NHL: Connor McDavid zatrzymany. Oilers pokonani własną bronią [WIDEO]
Connor McDavid po raz pierwszy w tym sezonie nie zdobył punktu, a Edmonton Oilers przegrali w Dallas z ekipą Stars. "Gwiazdy" pokonały kanadyjski zespół m.in. bronią, której zwykle to "Nafciarze" używają najlepiej w lidze.
Stars wygrali z drużyną swojego byłego trenera Dave'a Tippetta 4:1 i powstrzymali McDavida, który punktował we wszystkich 17 poprzednich meczach sezonu. To najdłuższa seria od początku rozgrywek, jaką miał kiedykolwiek któryś z obecnie występujących w NHL hokeistów. Roope Hintz strzelił dla gospodarzy gola i zaliczył asystę przy trafieniu Jasona Robertsona, a później na listę strzelców wpisali się też Dienis Gurianow i Luke Glendening. Trzykrotnie asystował zaś obrońca John Kliungberg. Zespół Ricka Bownessa powstrzymał nie tylko McDavida, ale całą drużynę gości przed strzeleniem gola w przewadze. Oilers nie wykorzystali żadnej z dwóch takich okazji, a w tym elemencie są w obecnych rozgrywkach najlepsi w lidze (38,2 %). Tym razem jednak to Stars strzelali w przewagach. Hintz i Robertson zamienili na gole dwie pierwsze, a Gurianow po kapitalnym rajdzie przez ponad pół tafli trafił chwilę po tym, jak skończyła się ich trzecia przewaga.
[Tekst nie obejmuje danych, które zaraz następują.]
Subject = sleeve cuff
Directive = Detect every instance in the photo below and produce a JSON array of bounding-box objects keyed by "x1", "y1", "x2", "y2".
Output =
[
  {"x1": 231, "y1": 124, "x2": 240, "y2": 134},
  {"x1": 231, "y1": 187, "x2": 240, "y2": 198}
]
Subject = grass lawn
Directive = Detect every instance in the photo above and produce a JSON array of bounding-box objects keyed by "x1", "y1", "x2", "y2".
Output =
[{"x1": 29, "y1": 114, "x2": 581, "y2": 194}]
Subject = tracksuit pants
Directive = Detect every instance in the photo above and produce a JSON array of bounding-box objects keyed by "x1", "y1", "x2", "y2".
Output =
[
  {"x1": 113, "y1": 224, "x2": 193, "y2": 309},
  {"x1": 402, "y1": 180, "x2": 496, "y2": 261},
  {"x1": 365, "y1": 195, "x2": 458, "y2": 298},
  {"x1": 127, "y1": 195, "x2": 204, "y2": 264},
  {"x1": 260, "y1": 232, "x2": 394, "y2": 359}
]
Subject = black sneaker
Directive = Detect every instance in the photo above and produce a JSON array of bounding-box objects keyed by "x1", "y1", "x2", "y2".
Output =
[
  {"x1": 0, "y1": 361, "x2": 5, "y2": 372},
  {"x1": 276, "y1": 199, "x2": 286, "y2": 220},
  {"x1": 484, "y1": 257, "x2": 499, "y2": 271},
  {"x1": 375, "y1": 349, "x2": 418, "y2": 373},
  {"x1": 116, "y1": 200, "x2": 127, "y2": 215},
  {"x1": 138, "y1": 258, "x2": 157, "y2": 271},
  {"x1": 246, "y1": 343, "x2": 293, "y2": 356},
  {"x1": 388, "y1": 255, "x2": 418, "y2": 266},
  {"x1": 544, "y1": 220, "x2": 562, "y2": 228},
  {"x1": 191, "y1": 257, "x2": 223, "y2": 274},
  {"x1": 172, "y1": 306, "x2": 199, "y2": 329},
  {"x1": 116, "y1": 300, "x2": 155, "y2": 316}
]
Gol Dienisa Gurianowa po pięknej indywidualnej akcji:
Gospodarze ogółem wykorzystali 2 z 5 takich gier. Ich skuteczność przewag jest 4. najlepszą w lidze (28 %). Jedynego gola dla gości strzelił Ryan McLeod, któremu asystował Leon Draisaitl. Niemiec z 36 punktami zdobytymi w 18 meczach jest liderem klasyfikacji punktowej NHL. Prowadzi również w tabeli strzelców z 18 golami. Stojący w bramce Stars Jake Oettinger obronił 21 z 22 strzałów. Wśród wszystkich bramkarzy, którzy rozegrali w tym sezonie przynajmniej 3 mecze ma najlepszą w lidze skuteczność obron (95,5 %) oraz średnią wpuszczonych goli (1,29). Jego zespół zgromadził dotąd 18 punktów, co daje mu 6. miejsce w dywizji centralnej. Oilers z 26 "oczkami" są na 2. pozycji w dywizji Pacyfiku.
Skrót meczu:
Mistrz NHL Tampa Bay Lightning pokonał u siebie Philadelphia Flyers 4:0. Kapitan Steven Stamkos poprowadził zespół do zwycięstwa golem i dwiema asystami, ale pierwszą gwiazdą spotkania wybrany został Andriej Wasilewski, który obronił wszystkie 34 strzały rywali i zachował 27. "czyste konto" w NHL. Rosjanin nie wpuścił w meczu gola po raz pierwszy w tym sezonie. Zach Bogosian i Corey Perry zdobyli swoje pierwsze gole w barwach "Błyskawicy", a wynik ustalił Alex Barré-Boulet. Bogosian po roku gry w Toronto Maple Leafs przed tym sezonem wrócił do ekipy Lightning, z którą w 2020 r. sięgnął po Puchar Stanleya, ale gola nie zdobył dla niej ani wtedy, ani do wczoraj w obecnych rozgrywkach. Na bramkę w NHL czekał od stycznia ubiegłego roku, gdy był jeszcze zawodnikiem Buffalo Sabres. Zwycięskiego gola zdobył z kolei po raz pierwszy od 21 stycznia 2017 r. Obrońcy Pucharu Stanleya nadal grają bez swoich kontuzjowanych gwiazd Nikity Kuczerowa i Braydena Pointa. 25 punktów daje im 3. miejsce w dywizji atlantyckiej. Flyers przegrali 3 mecze z rzędu i z 19 punktami spadli już na przedostatnią, 7. pozycję w dywizji metropolitalnej.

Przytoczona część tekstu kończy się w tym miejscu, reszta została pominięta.